Die Studie ist als Versuch zu verstehen, einen eher knappen und im Umfang beschränkten Überblick zu geben; der kundige Leser wird merken, wo ich mich beschränkt habe und wo Auslassungen vorgenommen wurden, wo Differenzierungen fehlen und Lücken sind. Die Konzeption des Buches kann als das Ergebnis meiner Annäherungen an das Thema verstanden werden. Wenn man die Berichte und die aktuelle Diskussion über Gewalt und "Missbrauch" in schulischen und außerschulischen pädagogischen Einrichtungen verstehen will, dann lohnt ein Blick in die Geschichte der Pädagogik bzw. des pädagogischen und auch rechtlichen Umgangs mit Kindern und Jugendlichen. Sie kultur- und erziehungshistorisch einzuordnen, kann dazu anregen, auch aus dieser Perspektive über Konsequenzen nachzudenken und Forderungen zu profilieren.

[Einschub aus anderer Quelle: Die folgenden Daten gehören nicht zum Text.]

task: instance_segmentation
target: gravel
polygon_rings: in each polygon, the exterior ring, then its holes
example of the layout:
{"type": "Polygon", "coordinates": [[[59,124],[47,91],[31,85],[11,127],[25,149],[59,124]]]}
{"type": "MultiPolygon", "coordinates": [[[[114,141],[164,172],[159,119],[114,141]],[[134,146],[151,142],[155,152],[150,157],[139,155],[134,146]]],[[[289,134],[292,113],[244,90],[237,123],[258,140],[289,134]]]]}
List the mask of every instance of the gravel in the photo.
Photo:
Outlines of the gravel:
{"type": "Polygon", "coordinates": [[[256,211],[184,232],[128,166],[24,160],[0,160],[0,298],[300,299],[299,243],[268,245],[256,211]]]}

Ich will zum Verständnis des Buches eine Erläuterung geben und zwei Einschränkungen anmerken: Das Material identifiziert erstens mehr generelle kulturelle Muster und Blicke auf Erziehungseinrichtungen im Umgang mit der jungen Generation. Es bezieht sich mit dem Sammelbegriff Jugend - eine "Erfindung" in der zweiten Hälfte des 19. Jahrhunderts (vgl. Roth 1983) - hier vor allem auf die männliche Kindheit und Jugend; wenn auch die weiblichen Kinder und Jugendlichen einbezogen sind, dann wird dies ausdrücklich erwähnt. Die Publikation bezieht sich vor allem auf die Wilhelminische Zeit, die Weimarer Republik und dann die Geschichte der Bundesrepublik. Nicht einbezogen wird zweitens die NS-Zeit; hier sei auf die umfänglich vorliegenden Studien zur NS-Erziehung und die Dimension einer formativen, strukturell gewaltförmigen ideologischen und körperlichen Erziehung (Ertüchtigung) hingewiesen. Auch die DDR-Erziehung wird nicht thematisiert, sie wäre empirisch noch genauer zu untersuchen. Drittens wird schließlich nicht auf die Einrichtungen der Kinder- und Jugendpsychiatrie und des Jugendstrafvollzugs, auf den Zusammenhang von Freiheitsstrafe und Gefängniserziehung - die mit repressiven und strafenden, kontrollierenden und helfend-erzieherischen Momenten versehen sind - eingegangen.
Zu danken ist Thorsten Gräbe für die vielen Hinweise und Angelika Hufnagl für die Schreibarbeiten; ohne ihre Mitarbeit hätte das Buch nicht im Frühjahr erscheinen können.